Я не обратил на него никакого внимания, взял нож у Коха и разрезал куртку мертвеца от воротника вниз до каймы. Вслед за этим вырвал кусок замерзшей ткани и таким же образом разрезал его рубашку. С изумлением мы оба воззрились на то, что предстало нашим взорам.
— Всемогущий Боже! — шепотом воскликнул Кох.
Я тотчас же натянул перчатки, чтобы избежать заражения. Верхняя часть спины мертвеца была сплошь покрыта уже зарубцевавшимися старыми ранами и новыми шрамами. Если бы Тифферх был ковром, можно было бы подумать, что его совсем недавно выбили и вычистили с помощью железной щетки. Медленно и с предельно осторожностью, действуя только кончиком пальца, я счистил остатки засохшей крови и обнажил промерзшую кожу.
— Его секли, — пробормотал Кох.
— Вряд ли можно в этом усомниться, — откликнулся я. Мой взгляд скользил по исхлестанной коже, словно по древнему манускрипту на загадочном языке, который мне еще предстоит расшифровать.
— Но могла ли подобная порка стать причиной смерти, сударь? — спросил Кох, неуверенным жестом указав на изуродованную плоть несчастного.
— Неужели вы не слышали его слов?! — взорвался вдруг Вигилантиус. — Он говорил о пламени. Об огне в мозгу. С его собственных слов и надо начинать.
— Я сам буду решать, с чего мне начинать! — огрызнулся я.
— Эти раны вовсе не причина его смерти, герр Стиффениис, — настаивал некромант. — Ваше упрямство и недоверчивость — ядовитый плод догматизма. Логика — всего лишь одна из множества систем познания мира. Неужели вы не понимаете? К Истине ведут сотни путей.
— Человека, который лежит перед нами, жестоко избили.
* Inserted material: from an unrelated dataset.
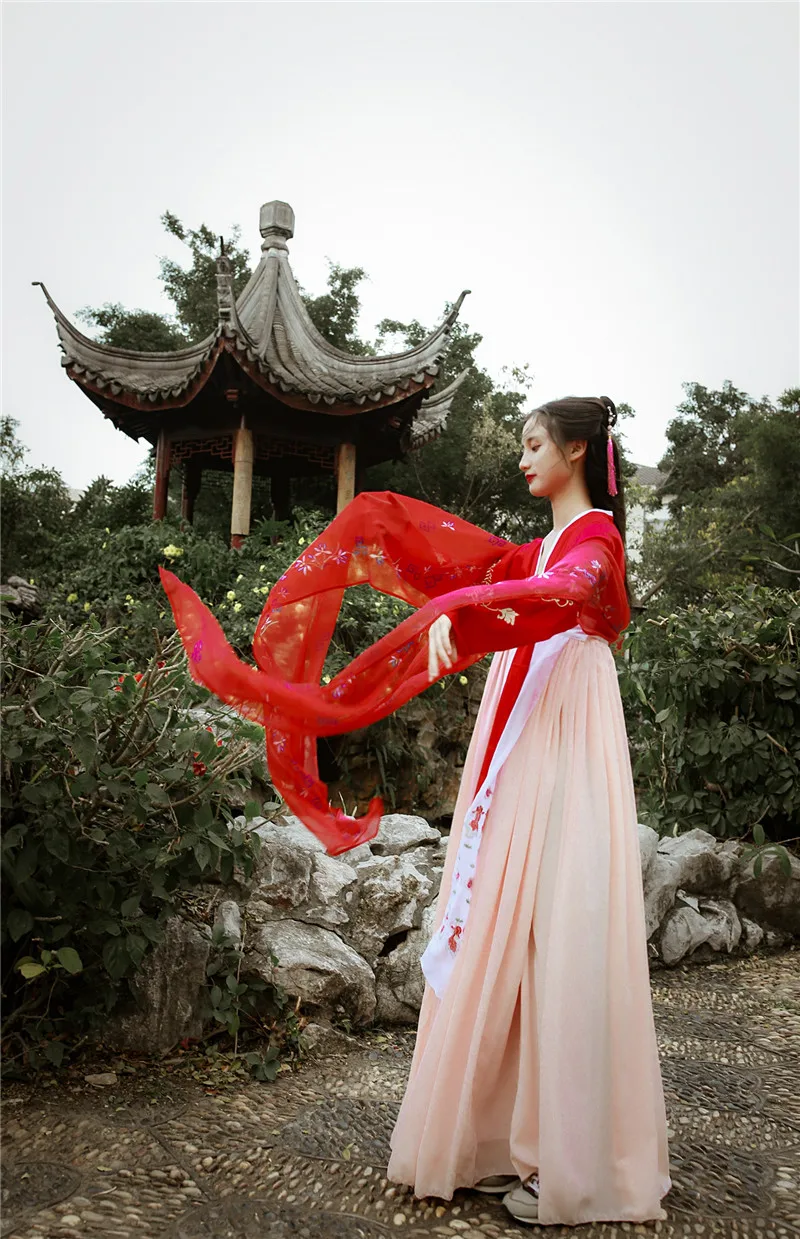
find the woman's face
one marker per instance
(546, 467)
Я согласен с тем, что избиение вряд ли стало причиной его смерти. Но оно может объяснить, почему он был убит. И игнорировать упомянутый факт было бы преступно. Расследование должно начинаться именно с него.
Август Вигилантиус широко улыбнулся:
— Сам Тифферх только что рассказал нам абсолютно иную историю. Было бы непростительно игнорировать его собственные слова.
— Если это действительно были его слова, — возразил я.
— Моя информация получена не в результате физического осмотра тела, — холодно ответил Вигилантиус. — Меня интересуют жизненные энергии, заключенные внутри хрупкой человеческой оболочки. Я не более чем барабанная перепонка, простой резонатор.
— Фокусник! — усмехнулся я. — Удивляюсь, что вы не вытащили из шляпы мертвеца кролика!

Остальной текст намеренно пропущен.